Afin de mieux préparer son entrée en bourse, la firme suédoise part à la chasse aux internautes qui utilisent une version piratée de son logiciel pour accéder à son service payant. Une triche qui concernerait deux millions de personnes.

Depuis le début du mois de mars, Spotify s’est mis en tête de neutraliser l’accès à son service musical pour les personnes qui en profitent via une version piratée de l’application. Le géant suédois du streaming audio s’est ainsi fendu d’un courrier pour leur dire que le logiciel avec lequel ils se branchaient sur ses serveurs était désormais inutilisable.

Pour continuer à écouter de la musique, ils doivent désormais télécharger la version officielle, et donc s’abonner correctement et laisser les publicités délivrer leur message lorsqu’elles sont diffusées à l’antenne. Toutefois, à ce moment-là, aucun chiffre n’avait été divulgué sur l’ampleur de ce piratage.

Préparer son entrée en bourse

Mais selon des informations obtenues par Variety, sur les 159 millions d’adeptes de l’application musicale, 2 millions passeraient par une version piratée pour ne rien payer et, in fine, éviter les publicités, qui sont l’un des deux piliers sur lesquels Spotify se repose pour gagner de l’argent, avec l’abonnement mensuel.

Pour Spotify, c’est un problème de taille et un manque à gagner conséquent, alors que le marché de la musique en ligne est extrêmement concurrentiel et que l’avantage qu’il a pu se forger au fil des années est en train d’être remis en question par Apple. Si la firme peut se targuer d’avoir 71 millions d’abonnés payant, Apple Music en compte déjà 38 millions alors qu’il est arrivé sur ce marché bien plus tard.

CC Julien Sabardu

Mais ces versions illégales ne font pas qu’engendrer des pertes pour l’entreprise suédoise : avec son entrée en bourse, le 3 avril prochain, Spotify doit envoyer des signes à ses futurs investisseurs et montrer qu’il ne badine pas avec le piratage.

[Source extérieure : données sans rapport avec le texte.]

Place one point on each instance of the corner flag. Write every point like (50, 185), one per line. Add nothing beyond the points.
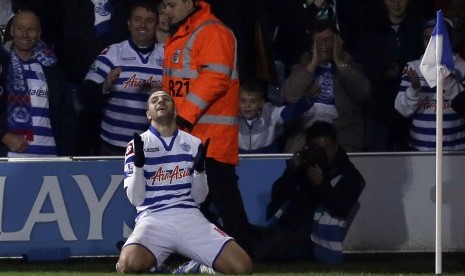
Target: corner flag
(438, 54)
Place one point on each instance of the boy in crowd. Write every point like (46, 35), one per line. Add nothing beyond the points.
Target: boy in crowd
(259, 120)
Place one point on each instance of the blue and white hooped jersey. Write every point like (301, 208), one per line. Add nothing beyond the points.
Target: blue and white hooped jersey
(124, 112)
(168, 171)
(42, 142)
(421, 107)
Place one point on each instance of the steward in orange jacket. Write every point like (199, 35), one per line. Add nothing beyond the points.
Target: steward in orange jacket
(200, 73)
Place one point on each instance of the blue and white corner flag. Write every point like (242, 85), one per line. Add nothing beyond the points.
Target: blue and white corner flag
(438, 54)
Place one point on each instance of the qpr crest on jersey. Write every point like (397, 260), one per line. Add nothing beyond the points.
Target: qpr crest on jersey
(185, 147)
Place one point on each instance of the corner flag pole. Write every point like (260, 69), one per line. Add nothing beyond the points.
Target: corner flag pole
(439, 115)
(437, 63)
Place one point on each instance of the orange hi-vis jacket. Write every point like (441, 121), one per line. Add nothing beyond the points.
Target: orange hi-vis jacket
(200, 73)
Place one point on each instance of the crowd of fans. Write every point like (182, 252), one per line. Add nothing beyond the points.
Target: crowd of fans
(346, 58)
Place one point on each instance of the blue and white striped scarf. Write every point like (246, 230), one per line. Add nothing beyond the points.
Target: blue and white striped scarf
(19, 101)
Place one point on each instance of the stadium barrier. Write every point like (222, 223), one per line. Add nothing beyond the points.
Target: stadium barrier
(77, 205)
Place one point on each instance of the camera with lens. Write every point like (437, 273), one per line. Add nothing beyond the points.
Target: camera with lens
(310, 156)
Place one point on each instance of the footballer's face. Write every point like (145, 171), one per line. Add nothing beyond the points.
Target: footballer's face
(160, 106)
(142, 25)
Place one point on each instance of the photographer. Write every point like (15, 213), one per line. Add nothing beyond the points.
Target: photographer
(318, 193)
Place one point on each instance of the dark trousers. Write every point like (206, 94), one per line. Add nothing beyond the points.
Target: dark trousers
(226, 198)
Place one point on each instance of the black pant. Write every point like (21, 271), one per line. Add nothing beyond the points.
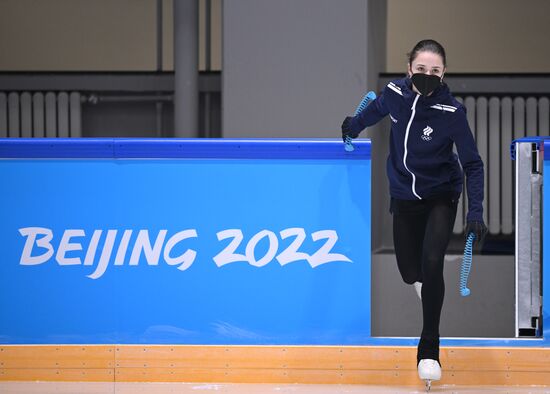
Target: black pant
(421, 234)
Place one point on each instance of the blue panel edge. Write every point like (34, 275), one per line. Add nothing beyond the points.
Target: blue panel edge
(164, 148)
(545, 140)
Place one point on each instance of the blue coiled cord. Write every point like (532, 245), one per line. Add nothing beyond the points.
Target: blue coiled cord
(466, 265)
(370, 96)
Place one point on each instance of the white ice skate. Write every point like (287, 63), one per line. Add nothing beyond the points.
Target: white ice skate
(418, 288)
(429, 370)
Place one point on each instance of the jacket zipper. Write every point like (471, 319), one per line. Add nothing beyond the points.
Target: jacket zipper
(413, 108)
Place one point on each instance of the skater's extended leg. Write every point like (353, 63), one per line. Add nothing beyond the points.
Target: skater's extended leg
(438, 232)
(408, 237)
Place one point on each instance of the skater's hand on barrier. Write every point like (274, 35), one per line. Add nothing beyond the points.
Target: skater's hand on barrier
(346, 129)
(478, 228)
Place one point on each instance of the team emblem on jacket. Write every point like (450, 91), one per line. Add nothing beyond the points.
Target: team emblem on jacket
(427, 133)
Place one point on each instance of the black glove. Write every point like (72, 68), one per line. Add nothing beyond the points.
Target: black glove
(346, 129)
(478, 228)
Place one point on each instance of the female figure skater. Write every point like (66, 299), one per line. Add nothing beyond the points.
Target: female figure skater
(426, 180)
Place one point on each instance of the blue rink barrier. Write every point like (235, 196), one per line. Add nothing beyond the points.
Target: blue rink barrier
(174, 241)
(184, 242)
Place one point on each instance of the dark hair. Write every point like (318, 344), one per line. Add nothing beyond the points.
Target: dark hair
(430, 46)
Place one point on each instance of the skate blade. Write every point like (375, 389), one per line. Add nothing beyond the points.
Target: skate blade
(428, 385)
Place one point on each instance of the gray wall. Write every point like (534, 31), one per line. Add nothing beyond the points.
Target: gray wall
(293, 68)
(488, 312)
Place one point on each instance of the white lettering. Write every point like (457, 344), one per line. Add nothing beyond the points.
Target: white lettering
(323, 255)
(105, 255)
(66, 246)
(123, 247)
(186, 259)
(90, 254)
(152, 253)
(44, 242)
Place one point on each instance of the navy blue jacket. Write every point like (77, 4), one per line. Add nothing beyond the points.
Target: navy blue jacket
(421, 163)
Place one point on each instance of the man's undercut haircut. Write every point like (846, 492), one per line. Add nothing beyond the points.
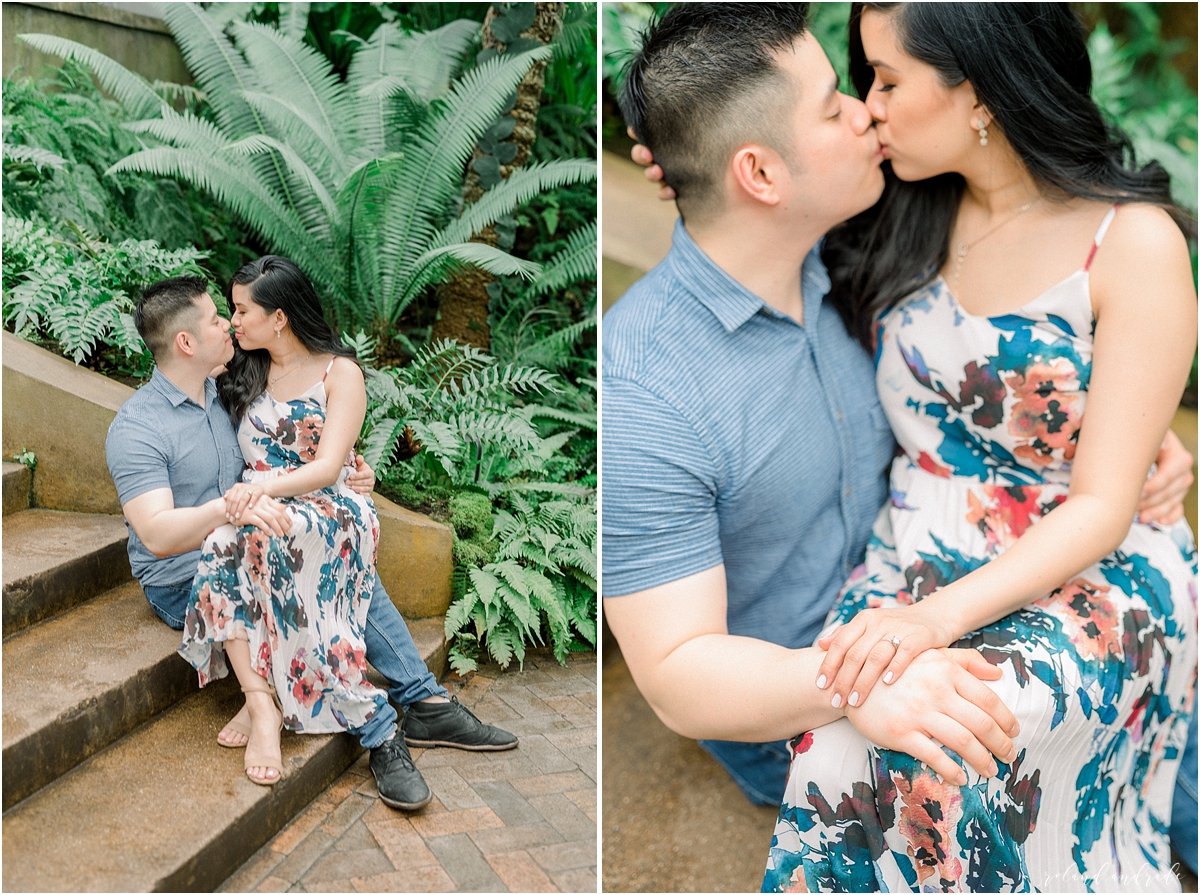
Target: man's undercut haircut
(705, 83)
(167, 307)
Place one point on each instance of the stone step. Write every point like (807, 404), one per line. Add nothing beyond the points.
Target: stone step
(82, 680)
(54, 560)
(17, 481)
(163, 809)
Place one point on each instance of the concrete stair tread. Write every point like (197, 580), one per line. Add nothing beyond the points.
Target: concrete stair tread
(17, 480)
(78, 682)
(165, 809)
(54, 560)
(39, 540)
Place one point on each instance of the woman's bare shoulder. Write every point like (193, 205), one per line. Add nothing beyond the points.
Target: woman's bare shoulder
(345, 373)
(1144, 253)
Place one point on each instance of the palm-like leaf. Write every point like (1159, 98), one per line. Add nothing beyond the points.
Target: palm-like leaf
(131, 90)
(304, 158)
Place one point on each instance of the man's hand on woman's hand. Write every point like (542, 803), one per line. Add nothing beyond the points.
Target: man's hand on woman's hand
(269, 516)
(361, 480)
(642, 156)
(1162, 497)
(241, 497)
(942, 700)
(876, 643)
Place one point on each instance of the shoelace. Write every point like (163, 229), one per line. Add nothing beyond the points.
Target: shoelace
(455, 701)
(396, 749)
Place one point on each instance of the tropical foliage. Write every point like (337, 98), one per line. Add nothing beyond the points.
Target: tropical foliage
(340, 134)
(81, 293)
(451, 420)
(355, 180)
(61, 134)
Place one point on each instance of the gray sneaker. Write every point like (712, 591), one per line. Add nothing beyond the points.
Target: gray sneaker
(400, 782)
(451, 724)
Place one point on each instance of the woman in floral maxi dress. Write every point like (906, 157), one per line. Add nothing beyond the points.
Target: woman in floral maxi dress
(988, 406)
(300, 601)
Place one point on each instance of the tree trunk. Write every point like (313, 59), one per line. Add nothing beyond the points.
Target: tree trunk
(462, 300)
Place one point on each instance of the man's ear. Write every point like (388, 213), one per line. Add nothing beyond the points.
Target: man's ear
(185, 343)
(759, 172)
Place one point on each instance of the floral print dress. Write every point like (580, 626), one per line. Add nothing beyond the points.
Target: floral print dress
(1101, 672)
(300, 600)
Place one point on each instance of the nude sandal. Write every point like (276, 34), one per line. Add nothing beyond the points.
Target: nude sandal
(237, 727)
(256, 756)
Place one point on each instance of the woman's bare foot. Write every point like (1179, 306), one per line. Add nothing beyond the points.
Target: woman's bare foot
(264, 761)
(237, 732)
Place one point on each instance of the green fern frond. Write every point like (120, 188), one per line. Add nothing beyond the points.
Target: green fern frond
(219, 67)
(521, 186)
(34, 155)
(131, 90)
(432, 178)
(299, 77)
(573, 263)
(241, 192)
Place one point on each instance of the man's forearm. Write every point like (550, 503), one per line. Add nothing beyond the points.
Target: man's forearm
(181, 529)
(724, 686)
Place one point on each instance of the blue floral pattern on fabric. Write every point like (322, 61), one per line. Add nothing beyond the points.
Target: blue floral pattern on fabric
(301, 600)
(1101, 672)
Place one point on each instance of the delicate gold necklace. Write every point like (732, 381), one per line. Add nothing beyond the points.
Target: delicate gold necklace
(960, 253)
(285, 376)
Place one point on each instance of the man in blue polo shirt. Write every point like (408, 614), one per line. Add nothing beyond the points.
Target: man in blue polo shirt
(744, 450)
(173, 452)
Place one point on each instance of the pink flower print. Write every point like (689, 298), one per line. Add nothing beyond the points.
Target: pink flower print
(346, 662)
(1089, 618)
(803, 744)
(211, 611)
(929, 817)
(263, 662)
(256, 544)
(931, 466)
(307, 437)
(1047, 414)
(304, 686)
(1003, 512)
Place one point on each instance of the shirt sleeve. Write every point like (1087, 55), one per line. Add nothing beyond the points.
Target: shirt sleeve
(659, 490)
(136, 456)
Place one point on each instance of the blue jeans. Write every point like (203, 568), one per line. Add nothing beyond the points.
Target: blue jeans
(390, 649)
(1183, 811)
(760, 769)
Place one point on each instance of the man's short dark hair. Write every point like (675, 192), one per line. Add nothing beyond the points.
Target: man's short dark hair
(166, 307)
(705, 83)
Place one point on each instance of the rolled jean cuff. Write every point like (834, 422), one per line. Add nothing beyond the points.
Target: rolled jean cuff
(760, 769)
(377, 731)
(169, 602)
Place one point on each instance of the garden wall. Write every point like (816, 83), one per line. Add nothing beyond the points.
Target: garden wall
(141, 43)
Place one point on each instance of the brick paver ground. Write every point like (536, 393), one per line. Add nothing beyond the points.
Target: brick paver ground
(517, 821)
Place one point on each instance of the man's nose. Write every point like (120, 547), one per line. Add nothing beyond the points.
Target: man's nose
(859, 115)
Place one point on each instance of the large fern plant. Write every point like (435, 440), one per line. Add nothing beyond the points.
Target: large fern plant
(359, 180)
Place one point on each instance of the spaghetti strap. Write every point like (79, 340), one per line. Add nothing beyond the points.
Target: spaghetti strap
(1099, 234)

« Si nous détectons une utilisation répétée d’applications non autorisées en violation de nos conditions, nous nous réservons tous les droits, y compris celui de suspendre ou de fermer le compte » a annoncé la plateforme de streaming. Mais les pirates ne manquant guère d’imagination pour contourner les règles de l’industrie culturelle, il reste à voir combien de temps ces mesures suffiront à régler le problème.